Because even though Bateman kills all kinds of people and animals, these are usually impulsive, spur-of-the-moment killings, shocking in their casual spontaneity. Bateman strikes then saunters off, the picture of harmless and blameless. Who, me? (I can actually imagine seeing Bateman committing one of these “casual killings,” and disbelieving my own eyes – Hey, did that cute, rich guy just kill that homeless guy? Nah. That’s ridiculous!)

But when he kills women, it’s a whole different ball game. Then Bateman makes an effort to show his charming side. At least initially. He makes plans, there are drinks (usually drugged), conversation, and there is even consensual sex. But it’s like all this “normal” stuff is just foreplay for Bateman’s real interest – the complete annihilation of the female body. He rapes, tortures, burns, mutilates, chops, hacks, electrocutes, slices, bites and eats his victims until there is almost nothing left of them. Once in awhile he’ll keep a finger, or a bit of hairy pubis as a souvenir. And he does this over and over again, recounting the sequence of events with the same obsessive detail he devotes to telling us about his wardrobe.
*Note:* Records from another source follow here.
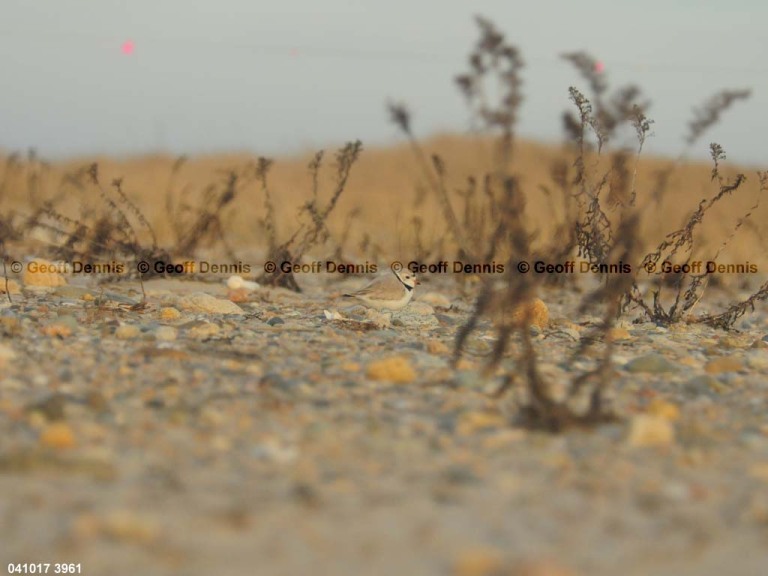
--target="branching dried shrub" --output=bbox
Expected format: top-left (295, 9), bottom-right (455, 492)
top-left (1, 153), bottom-right (45, 267)
top-left (392, 16), bottom-right (763, 431)
top-left (626, 148), bottom-right (766, 327)
top-left (685, 90), bottom-right (751, 147)
top-left (394, 16), bottom-right (641, 431)
top-left (256, 140), bottom-right (363, 291)
top-left (388, 16), bottom-right (524, 266)
top-left (4, 141), bottom-right (363, 295)
top-left (17, 163), bottom-right (169, 297)
top-left (388, 103), bottom-right (473, 261)
top-left (561, 52), bottom-right (650, 151)
top-left (159, 154), bottom-right (245, 263)
top-left (562, 77), bottom-right (652, 270)
top-left (455, 16), bottom-right (524, 163)
top-left (649, 88), bottom-right (751, 205)
top-left (524, 75), bottom-right (653, 293)
top-left (559, 57), bottom-right (761, 331)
Plus, it is NOT okay that a literary/academic definition of a genre specifically mentions “violence against women” as one of its tropes. By comparison, is there a genre that includes “violence against men in kilts”  or “violence against armadillos”  as part of its definition?

I didn’t think so.

I haven’t seen the movie yet. I hear it’s a “black comedy”. They just made American Psycho into a musical, for crying out loud. A musical. This is why ironic literary types are so easy to manipulate – bookend your snuff porn novel with “incisive social commentary” and you’ve got yourself a cult classic. As I said in the beginning – brilliant.

On a related note, Bret Ellis has given quite a few interviews where he’s said, “Patrick Bateman is me, was me in New York then. I was living that life.” This made me think of all the times in the book that Bateman told people he was a killer, but no one believed him.

Hey, wouldn’t it be funny if …?

Nah. That’s ridiculous.

Ellis, Bret Easton. American Psycho. Vintage Books, 1991.